Sorry, viel. Sitze ich gerade "auf der Leitung", aber deine Aussage steht doch im Widerspruch zu der Zwilling-Werbung...
"Die innere dunkle Fläche weist eine stehende Bambusfaser auf, welche dem Messer deutlich weniger Widerstand entgegensetzt und daher dessen Schnitthaltigkeit länger bewahrt." ... nach der Bambus eben gerade dafür geeignet wäre, die Schnitthaltigkeit der Messer länger zu bewahren. Zwilling schreibt nicht, dass die Bretter länger halten, sondern (vereinfacht ausgedrückt), dass die Messer länger scharf bleiben.
Du stimmst prinzipiell zu, sagst aber gleichzeitig das Gegenteil, dass nämlich die Messerschnitthaltigkeit bei Bambus eher abnimmt....
Was stimmt denn nun?
Ich könnte es mir einfach machen und behaupten, dass nur ich Recht habe. Es ist aber beides unter der Betrachtung, dass es sich um eine Werbeaussage handelt, richtig:
- eine stehende Faser setzt dem Schneidvorgang im Allgemeinen weniger Widerstand entgegen, UND das Brett hält länger (technische Voraussetzung ist ein dickes Brett, damit es hält, oder sogar ein Metallband am Umfang, um ein Durchbrechen zu verhindern).
- Bambus ist von allen denkbaren Hölzern am wenigsten geeignet, weil er durch seinen Quarzanteil ziemlich abrasiv wirkt.
Hier muss man sehen, dass Bambus in seinen Herkunftsländern in großen Mengen ohne besondere Pflege gedeiht und daher sehr billig ist. Traditionell ist Bambus ein gutes Grundmaterial für viele Einsätze, die Verwendung nimmt aber, wie bei anderen Naturstoffen auch, in unseren Zeiten ab.
Hier hat nun ein Importeur (z.B. auch IKEA) eine günstige Quelle für ein Produkt entdeckt, das in seine Verkaufspalette passt, und schon wird es mit entsprechenden Werbeaussagen vermarktet.
Fazit: natürlich funktionieren die Bambusbretter auch. Kein Mensch wird nun Versuchsreihen machen, in denen er die Schnitthaltigkeit seiner feinen Küchenmesser in Abhängigkeit vom Schneidbrettmaterial prüft. Aber absolut gesehen sind weichere Hölzer OHNE diesen hohen Quarzgehalt viel besser geeignet.
Ein weiteres Beispiel, nur um die Zusammenhänge nochmals aus einem anderen Blickwinkel zu beleuchten: wenn hier ein Importeur/Hersteller günstig an Mooreiche herankäme und daraus Schneidebretter herstellte, könnte er mit Argumenten wie "besonders edel", "Jahrtausende lang abgelagert", "traditionelles Material, das schon bei unseren Vorfahren in Gebrauch war" den Verkauf unterstützen.
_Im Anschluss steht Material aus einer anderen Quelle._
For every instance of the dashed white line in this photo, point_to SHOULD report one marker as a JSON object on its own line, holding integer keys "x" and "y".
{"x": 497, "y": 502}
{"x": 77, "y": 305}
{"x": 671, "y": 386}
Tatsächlich enthält aber Mooreiche extrem viele Mineralien (bis nahezu zur Verkieselung) und wäre als Schneidunterlage FAST so schlecht geeignet wie eine Granitplatte (nur leicht übertrieben....).
Weiteres Fazit: werbliche Aussagen müssen nicht völlig falsch sein, enthalten aber auch nicht immer die nackte Wahrheit für den Verbraucher.
Gruß
sanjuro
P.S. Du kennst doch die Strohscheiben aus rundgelegtem Stroh, auf die man hier bei uns mit Pfeil und Bogen schießt. Am Rand ist das Material relativ weich, in der Mitte recht fest.
In Japan verwendet man für das Übungsschießen mit dem traditionellen Langbogen aus Bambus (KYUDO) Scheiben aus Reisstroh (MAKIWARA), bei denen das Stroh LÄNGS in Schussrichtung liegt. Diese Scheiben halten extrem lange im Gegensatz zu den bei uns üblichen, bei denen der Pfeil im rechten Winkel auf die Strohhalme trifft und sie zerstört.
Das ist das gleiche Prinzip wie das bei den Schneidebrettern angewendete.